L'avocat genevois Henri-Philippe Sambuc, qui défend la cause des nomades suisses, a mis dans sa déclaration tout le pathos de circonstance: «Pour les gens du voyage, le droit et la loi ont toujours été synonymes de problèmes, de souffrances, d'enlèvements d'enfants et de mort. Pour la première fois, ils s'adressent à la justice pour faire reconnaître leurs droits fondamentaux.»

La scène se passe sur les marches du Tribunal fédéral (TF), à Lausanne. Aux côtés de l'avocat, quelques représentants des communautés Sint et Jenisch de Suisse. Ils sont venus déposer leur recours de droit public contre l'arrêté urgent du gouvernement vaudois, qui vient de décréter la création de trois nouvelles aires de stationnement. A Saint-Cergue, Cheseaux-sur-Lausanne et Orbe, ces trois places compléteront celles qui existent déjà à Payerne et à Rennaz.

Mais les gens du voyage considèrent que l'officialisation de ces cinq lieux sonnera le glas de toute véritable liberté de déplacement sur le territoire cantonal. Avec cet arrêté, qui a causé «un émoi considérable» dans la communauté, les autorités communales n'auront plus la moindre hésitation à refuser l'accès à leur territoire, redoutent-ils. Le Genevois May Bittel, qui est l'un des recourants, a démissionné en guise de protestation du groupe de travail cantonal «Gitans».

Si les recourants dénoncent la politique cantonale, c'est qu'elle résulte selon eux d'un «amalgame insupportable» entre «les gens du voyage suisses» et «quelques groupes de Tziganes étrangers de passage». Ces derniers sont, selon les recourants, les seuls responsables des problèmes d'ordre public et d'hygiène qui rendent les nomades indésirables. Les délégués Sint et Jenisch mettent en avant leur liberté de déplacement, de commerce, de même que les enjeux de reconnaissance et de survie de «la seule minorité culturelle et ethnique de Suisse». «Nous ne demandons pas de nouveaux droits, mais la réactivation de très anciens», souligne May Bittel, en montrant une carte du canton de Vaud où figurent 62 points de passage séculaire des «vanniers» (voir infographie).

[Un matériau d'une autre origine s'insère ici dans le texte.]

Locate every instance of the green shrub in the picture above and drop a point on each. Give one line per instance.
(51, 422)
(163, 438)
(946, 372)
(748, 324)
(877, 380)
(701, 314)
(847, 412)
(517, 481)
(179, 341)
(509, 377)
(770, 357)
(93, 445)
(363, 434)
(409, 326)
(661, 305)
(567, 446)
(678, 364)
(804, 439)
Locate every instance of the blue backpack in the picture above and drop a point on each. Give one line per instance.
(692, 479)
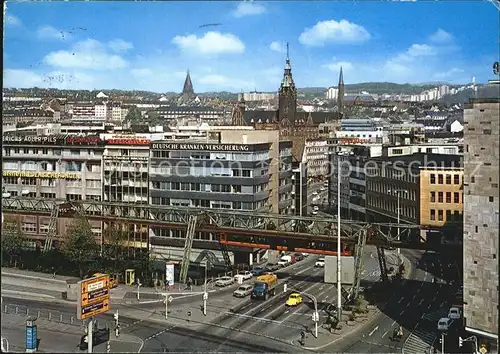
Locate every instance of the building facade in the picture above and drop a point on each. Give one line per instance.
(63, 167)
(236, 170)
(481, 227)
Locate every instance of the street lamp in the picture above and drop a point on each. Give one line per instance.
(398, 193)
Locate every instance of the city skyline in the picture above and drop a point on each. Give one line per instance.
(241, 46)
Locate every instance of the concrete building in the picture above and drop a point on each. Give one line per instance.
(52, 167)
(481, 219)
(230, 169)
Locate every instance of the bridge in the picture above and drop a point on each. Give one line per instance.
(239, 228)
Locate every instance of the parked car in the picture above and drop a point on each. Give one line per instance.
(258, 271)
(320, 263)
(454, 313)
(444, 324)
(243, 290)
(294, 299)
(224, 281)
(245, 275)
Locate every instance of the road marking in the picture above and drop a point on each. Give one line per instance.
(373, 331)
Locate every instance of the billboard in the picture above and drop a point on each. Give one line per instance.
(169, 273)
(346, 268)
(93, 297)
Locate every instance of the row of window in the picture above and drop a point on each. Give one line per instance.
(440, 197)
(448, 177)
(451, 215)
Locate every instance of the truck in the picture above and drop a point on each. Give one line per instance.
(286, 260)
(265, 286)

La défense du mode de vie nomade passerait-elle donc désormais par la revendication des frontières et des passeports, par la dénonciation des mauvais étrangers? Le paradoxe ne gêne nullement l'avocat Sambuc: «Nous ne cherchons nullement à discriminer, mais à défendre les droits constitutionnels d'une minorité suisse.»

Pas d'obligation

L'arrêté cantonal ne dit pas que les places officiellement désignées seront les seules désormais ouvertes aux gens du voyage. Demain comme aujourd'hui, rien n'interdira aux communes ou aux propriétaires d'ouvrir leurs terrains. Mais il est vraisemblable que la pression sera très forte pour canaliser les nomades vers les emplacements cantonaux, comme Pierre-Yves Perrin, secrétaire adjoint du Département de la sécurité et de l'environnement (DSE) est le premier à l'admettre. En revanche, ajoute le fonctionnaire, le fait de soumettre les Tziganes suisses ou étrangers à des politiques distinctes tomberait assurément sous le coup de la discrimination.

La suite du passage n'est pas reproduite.